South-central Arizona is the busiest migrant-smuggling area, and detentions by the U.S. Border Patrol there are up more than 26 percent this fiscal year - 105,803 since Oct. 1, compared with 78,024 for the same period a year ago. Along the entire border, arrests are up 9 percent.
Maria Valencia, a spokeswoman for U.S. Customs and Border Protection, said the rise in detentions did not necessarily mean more people were crossing. She attributed at least some of the additional detentions to an increase in the number of Border Patrol agents.
"We've sent more technology and agents there, and I think that's had an impact," she said.
But Loureiro, who has managed the shelter for 24 years, said the debate in the U.S. Congress has triggered a surge in migrants.
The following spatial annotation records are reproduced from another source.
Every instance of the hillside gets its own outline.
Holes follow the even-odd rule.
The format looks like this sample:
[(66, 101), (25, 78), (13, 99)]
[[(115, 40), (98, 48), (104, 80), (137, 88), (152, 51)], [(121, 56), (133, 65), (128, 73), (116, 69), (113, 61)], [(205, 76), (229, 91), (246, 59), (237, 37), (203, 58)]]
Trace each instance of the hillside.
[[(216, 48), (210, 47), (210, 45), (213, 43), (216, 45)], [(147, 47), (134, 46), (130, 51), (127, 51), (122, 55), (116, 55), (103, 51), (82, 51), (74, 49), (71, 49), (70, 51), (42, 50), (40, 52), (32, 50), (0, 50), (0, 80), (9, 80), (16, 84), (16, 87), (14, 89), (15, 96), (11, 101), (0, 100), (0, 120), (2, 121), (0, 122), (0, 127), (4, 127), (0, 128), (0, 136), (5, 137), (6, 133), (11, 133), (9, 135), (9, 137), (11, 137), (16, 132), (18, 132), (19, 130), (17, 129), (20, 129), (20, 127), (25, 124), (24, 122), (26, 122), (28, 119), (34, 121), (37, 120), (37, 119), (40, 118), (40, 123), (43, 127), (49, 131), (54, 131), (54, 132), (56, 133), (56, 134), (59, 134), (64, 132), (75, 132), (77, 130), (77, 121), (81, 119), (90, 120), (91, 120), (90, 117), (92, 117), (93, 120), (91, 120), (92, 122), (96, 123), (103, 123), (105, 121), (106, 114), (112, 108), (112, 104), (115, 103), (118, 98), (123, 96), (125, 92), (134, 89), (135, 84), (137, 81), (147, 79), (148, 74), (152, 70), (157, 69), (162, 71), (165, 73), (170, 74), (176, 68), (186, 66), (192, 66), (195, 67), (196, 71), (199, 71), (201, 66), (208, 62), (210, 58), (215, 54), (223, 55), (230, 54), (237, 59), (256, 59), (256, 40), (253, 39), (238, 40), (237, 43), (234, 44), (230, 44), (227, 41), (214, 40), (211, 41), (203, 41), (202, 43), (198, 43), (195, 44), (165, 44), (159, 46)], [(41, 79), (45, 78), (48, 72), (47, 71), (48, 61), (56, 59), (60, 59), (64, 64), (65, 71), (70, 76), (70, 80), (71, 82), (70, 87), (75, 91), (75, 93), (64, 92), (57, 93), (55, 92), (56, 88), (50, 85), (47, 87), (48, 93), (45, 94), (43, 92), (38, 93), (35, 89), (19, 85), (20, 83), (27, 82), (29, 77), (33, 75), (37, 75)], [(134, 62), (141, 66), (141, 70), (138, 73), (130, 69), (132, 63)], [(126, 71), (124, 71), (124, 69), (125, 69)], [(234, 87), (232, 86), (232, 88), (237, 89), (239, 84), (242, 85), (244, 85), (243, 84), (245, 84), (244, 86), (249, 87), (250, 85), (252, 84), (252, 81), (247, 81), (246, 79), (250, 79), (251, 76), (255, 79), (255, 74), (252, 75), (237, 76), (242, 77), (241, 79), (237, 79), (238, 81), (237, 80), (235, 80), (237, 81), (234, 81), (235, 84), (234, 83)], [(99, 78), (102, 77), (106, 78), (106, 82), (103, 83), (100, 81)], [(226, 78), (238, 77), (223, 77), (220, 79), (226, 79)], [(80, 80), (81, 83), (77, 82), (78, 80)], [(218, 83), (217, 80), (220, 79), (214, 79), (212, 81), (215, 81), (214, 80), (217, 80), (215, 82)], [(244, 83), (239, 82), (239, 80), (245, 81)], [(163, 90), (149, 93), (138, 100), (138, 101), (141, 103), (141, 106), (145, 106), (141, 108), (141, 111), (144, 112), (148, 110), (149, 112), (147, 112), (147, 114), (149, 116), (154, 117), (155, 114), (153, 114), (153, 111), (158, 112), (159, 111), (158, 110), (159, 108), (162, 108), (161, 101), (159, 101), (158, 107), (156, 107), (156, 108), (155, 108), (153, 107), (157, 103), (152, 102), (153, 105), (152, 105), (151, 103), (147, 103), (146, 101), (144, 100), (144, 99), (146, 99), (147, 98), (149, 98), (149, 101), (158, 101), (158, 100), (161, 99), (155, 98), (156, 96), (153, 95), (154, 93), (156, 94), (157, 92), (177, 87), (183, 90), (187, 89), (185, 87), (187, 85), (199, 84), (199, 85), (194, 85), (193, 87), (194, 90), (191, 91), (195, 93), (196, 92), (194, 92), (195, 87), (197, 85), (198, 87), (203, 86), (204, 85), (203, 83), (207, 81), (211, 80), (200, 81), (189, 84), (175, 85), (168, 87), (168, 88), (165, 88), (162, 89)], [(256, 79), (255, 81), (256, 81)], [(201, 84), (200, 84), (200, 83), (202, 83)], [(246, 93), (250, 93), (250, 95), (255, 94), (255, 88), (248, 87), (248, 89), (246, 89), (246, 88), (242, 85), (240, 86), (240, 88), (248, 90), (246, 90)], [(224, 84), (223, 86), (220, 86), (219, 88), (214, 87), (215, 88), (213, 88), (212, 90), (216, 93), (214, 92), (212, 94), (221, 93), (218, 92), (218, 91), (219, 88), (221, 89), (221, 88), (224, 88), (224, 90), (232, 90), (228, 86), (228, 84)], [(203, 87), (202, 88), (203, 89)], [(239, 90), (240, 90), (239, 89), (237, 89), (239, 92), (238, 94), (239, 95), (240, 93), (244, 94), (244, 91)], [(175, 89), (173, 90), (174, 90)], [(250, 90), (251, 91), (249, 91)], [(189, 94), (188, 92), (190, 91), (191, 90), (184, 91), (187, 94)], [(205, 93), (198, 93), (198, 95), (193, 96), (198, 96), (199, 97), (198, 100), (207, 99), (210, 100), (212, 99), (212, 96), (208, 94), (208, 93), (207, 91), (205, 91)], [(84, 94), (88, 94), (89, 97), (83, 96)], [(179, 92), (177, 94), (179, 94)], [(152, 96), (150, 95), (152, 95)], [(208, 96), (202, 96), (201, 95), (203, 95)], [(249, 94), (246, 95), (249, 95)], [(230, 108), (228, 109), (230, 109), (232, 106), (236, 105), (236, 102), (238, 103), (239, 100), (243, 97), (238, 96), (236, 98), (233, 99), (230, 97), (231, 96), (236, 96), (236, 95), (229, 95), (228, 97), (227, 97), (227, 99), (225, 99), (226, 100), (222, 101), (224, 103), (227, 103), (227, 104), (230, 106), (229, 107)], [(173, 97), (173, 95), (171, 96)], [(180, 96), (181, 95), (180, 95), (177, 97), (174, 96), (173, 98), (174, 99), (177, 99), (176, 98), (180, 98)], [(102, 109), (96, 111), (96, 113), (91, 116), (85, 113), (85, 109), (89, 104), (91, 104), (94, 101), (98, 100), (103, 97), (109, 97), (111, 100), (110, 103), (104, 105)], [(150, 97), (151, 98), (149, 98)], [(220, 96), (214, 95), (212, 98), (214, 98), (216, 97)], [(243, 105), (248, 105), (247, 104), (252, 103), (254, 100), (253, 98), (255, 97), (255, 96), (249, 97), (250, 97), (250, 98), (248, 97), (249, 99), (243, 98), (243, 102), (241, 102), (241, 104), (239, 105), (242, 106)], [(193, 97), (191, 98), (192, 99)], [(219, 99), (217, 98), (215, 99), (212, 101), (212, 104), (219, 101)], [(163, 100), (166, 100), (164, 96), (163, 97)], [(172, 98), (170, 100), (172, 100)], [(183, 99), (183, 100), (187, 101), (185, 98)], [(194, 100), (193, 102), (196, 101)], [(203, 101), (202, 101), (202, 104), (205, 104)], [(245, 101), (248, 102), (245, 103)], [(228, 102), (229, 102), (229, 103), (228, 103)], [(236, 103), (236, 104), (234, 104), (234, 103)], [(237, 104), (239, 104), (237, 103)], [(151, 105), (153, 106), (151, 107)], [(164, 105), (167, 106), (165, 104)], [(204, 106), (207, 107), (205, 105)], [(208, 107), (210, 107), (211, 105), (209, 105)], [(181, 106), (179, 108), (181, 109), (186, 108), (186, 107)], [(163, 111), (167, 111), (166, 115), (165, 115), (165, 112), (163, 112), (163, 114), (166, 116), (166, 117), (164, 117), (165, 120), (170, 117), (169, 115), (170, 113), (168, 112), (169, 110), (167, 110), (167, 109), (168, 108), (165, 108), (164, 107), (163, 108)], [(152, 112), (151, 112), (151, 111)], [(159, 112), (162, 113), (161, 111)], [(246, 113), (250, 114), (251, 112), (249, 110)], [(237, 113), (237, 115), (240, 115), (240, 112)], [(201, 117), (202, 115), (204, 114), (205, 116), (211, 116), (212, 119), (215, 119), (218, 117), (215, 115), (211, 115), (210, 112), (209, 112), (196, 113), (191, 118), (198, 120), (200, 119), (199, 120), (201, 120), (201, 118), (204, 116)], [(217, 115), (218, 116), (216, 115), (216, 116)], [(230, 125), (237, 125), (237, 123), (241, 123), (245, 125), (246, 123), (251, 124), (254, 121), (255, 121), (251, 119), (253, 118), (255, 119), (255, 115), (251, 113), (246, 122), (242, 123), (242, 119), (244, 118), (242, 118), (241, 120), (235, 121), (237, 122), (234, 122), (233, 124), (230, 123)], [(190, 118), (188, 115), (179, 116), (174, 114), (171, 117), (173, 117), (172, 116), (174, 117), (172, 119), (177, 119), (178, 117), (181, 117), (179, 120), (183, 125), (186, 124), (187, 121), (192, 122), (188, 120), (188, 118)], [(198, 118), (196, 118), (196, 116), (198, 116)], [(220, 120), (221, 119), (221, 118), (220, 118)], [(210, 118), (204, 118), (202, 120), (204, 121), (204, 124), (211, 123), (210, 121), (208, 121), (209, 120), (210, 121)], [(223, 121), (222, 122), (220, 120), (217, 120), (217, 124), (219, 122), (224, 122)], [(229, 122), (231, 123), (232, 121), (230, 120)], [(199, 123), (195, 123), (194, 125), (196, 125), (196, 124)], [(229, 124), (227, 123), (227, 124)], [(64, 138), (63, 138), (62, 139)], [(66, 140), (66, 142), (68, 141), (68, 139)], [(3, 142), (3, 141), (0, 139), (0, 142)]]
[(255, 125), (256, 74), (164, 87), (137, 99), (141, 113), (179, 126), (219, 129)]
In March, 2,000 migrants stayed at the shelter - 500 more than last year.
Many migrants said they were being encouraged to come now by relatives living in the United States.
One of them is Ramirez, a 30-year-old who earned about $80 a week at a rebar factory in Mexico's central state of Michoacan.
He spent an entire night walking through the Arizona desert with his wife, Edith Mondragon, 29. When her legs cramped, their guide abandoned them and the couple turned themselves in to U.S. authorities. They were deported.
But they said they would try again when they regained their strength.
"We want to try our luck up there," Mondragon said. "We can't go back to Michoacan because there is no future there."
Ramirez said the draw was not only the prospect of work in Minnesota, where two of his brothers milk cows on a ranch. He was also excited about the idea he might be able to do it legally.
"My brothers said there is plenty of work there, and that it looks like they will start giving (work) permits," he said.
Many of the migrants also are being driven by a desire to get into the United States before the likelihood that lawmakers further fortify the border.
Since the United States tightened security at the main crossing points in Texas and California in the 1990s, hundreds of thousands of migrants have turned to the hard-to-patrol, mesquite-covered Arizona desert, risking rape, robbery and murder at the hands of gangs and now facing armed U.S. civilian groups.
About 2,000 people a day pass through Sasabe, a hamlet of just a few dozen houses and a Western Union office west of Nogales, says Grupo Beta, a Mexican government-sponsored group that tries to discourage migrants from crossing the border and helps people stranded in the desert.
On a recent afternoon, at least 40 vans overflowing with migrants arrived in the desert near Sasabe in less than an hour. Migrants and their smugglers waited for nightfall before starting a desert trek that would involve up to a week of walking in baking heat during the day and biting cold at night.
Grupo Beta agent Miguel Martinez mans a checkpoint 20 miles south of Sasabe, where he warns of the dangers of the desert, such as bandits armed with knives or guns who order migrants to strip naked, rob them and sometimes rape them.
He also tells about the volunteer border-watch groups that have sprung up in Arizona.
"Right now there are migrant hunters who are armed, and you should be careful," Martinez told a group traveling in a rickety van missing some of its windows.
At Grupo Beta's office in Nogales, Raul Gonzalez, 44, said he walked in the Arizona desert for five days before turning himself in when the blisters on his feet started bleeding and his left leg swelled up.
Like most migrants interviewed for this story, Gonzalez said he was robbed at gunpoint just after crossing into the United States.
"The guides and the robbers are all the same," he said.
Gonzalez said the first time he sneaked into the United States, he did it through Tijuana, across the border from San Diego. He said he worked illegally at a printing shop in Chicago for 15 years but got homesick before he could settle the paperwork for legal residence.
Despite the robbery and his failed trek, Gonzalez said he would try again once his feet heal. His bricklayer's salary of about $60 a week in the western state of Jalisco simply is not enough to provide for his four children.
"It's hard to cross," he said. "But it's harder to see your children have little to eat."